Может быть, он удивляется, сравнивает тесные поля своей родины с нашими дымно-маревыми просторами. Может быть, он еще надеется на какой-нибудь счастливый случай, который поможет ему выцарапаться из положения, в которое он попал, А может быть, он давно отвык чему-либо удивляться и ни на что уже не надеется.
Когда он поворачивает голову, я вижу небритое лицо с толстыми, обветренными губами и каменными надбровными дугами. Туповатое, равнодушное лицо. Руки у него тяжелые, с короткими массивными пальцами и грязными обломанными ногтями. Такие руки могут принадлежать землекопу или слесарю. Или крестьянину.
Нет, не похож этот немец на настоящего арийца, какими их расписывал Геббельс. Я представлял себе немцев совершенно другими, В моем представлении они почему-то были белокурые или рыжеволосые, обязательно высокого роста, с голубыми глазами и тонкими легкоатлетическими фигурами.
Скоро я перестал думать о пленном, потому что почувствовал страшный голод. Странно, мы пообедали перед самым боем, а есть хотелось так, будто я ничего не брал в рот со вчерашнего дня.
Я вспомнил ржаные сухари, которые иногда давали нам вместо хлеба. Они сушились из ломтей, отрезанных во всю буханку. Головокружительный запах шел от них. Обычно выдавали два больших сухаря на обед и по одному на завтрак и ужин. Сухарь можно было размочить в котелке, добавить в кисловатую ржаную кашу соли и есть ложкой.

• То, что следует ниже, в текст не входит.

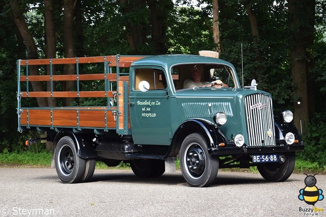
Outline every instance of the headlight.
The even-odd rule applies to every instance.
[[[241,147],[244,144],[244,138],[241,134],[238,134],[234,138],[234,143],[237,147]]]
[[[282,112],[282,116],[283,120],[286,123],[290,123],[293,120],[293,114],[290,110],[285,110]]]
[[[218,112],[214,115],[213,120],[216,124],[223,125],[226,123],[228,118],[225,113],[223,112]]]
[[[285,135],[285,141],[288,145],[292,145],[294,143],[295,140],[294,134],[292,132],[288,132]]]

Некоторые так и делали. Но лучше всего было оставить такой сухарь про запас и отламывать от него по кусочку. Тогда казалось, что еды хватит надолго…
Потом я вспомнил о письме, которое начал писать матери несколько дней назад, да так и не успел закончить. Не успел не потому, что не было времени, а просто не о чем было писать. «Здравствуй, мама…» — начинал я и задумывался надолго.
Другие ребята писали помногу, обстоятельно. Я знал, что их письма наполовину состоят из вопросов. Им было о чем спрашивать. А я не умел длинно, Я медленно царапал карандашом: «У меня, мама, пока все в порядке…» — и на этом мысли кончались. Как я завидовал тем, которые писали одно письмо целый вечер!
Пленный резко остановился.
Я чуть не наскочил на него и, отпрыгнув в сторону, судорожно вздернул карабин.
— Стой! Хальт! Руки!
Немец, не обращая внимания на мой крик, спокойно нагнулся над чем-то в траве шоссейной обочины, выпрямился и показал мне стебелек, на котором висели две крупные темно-красные ягоды.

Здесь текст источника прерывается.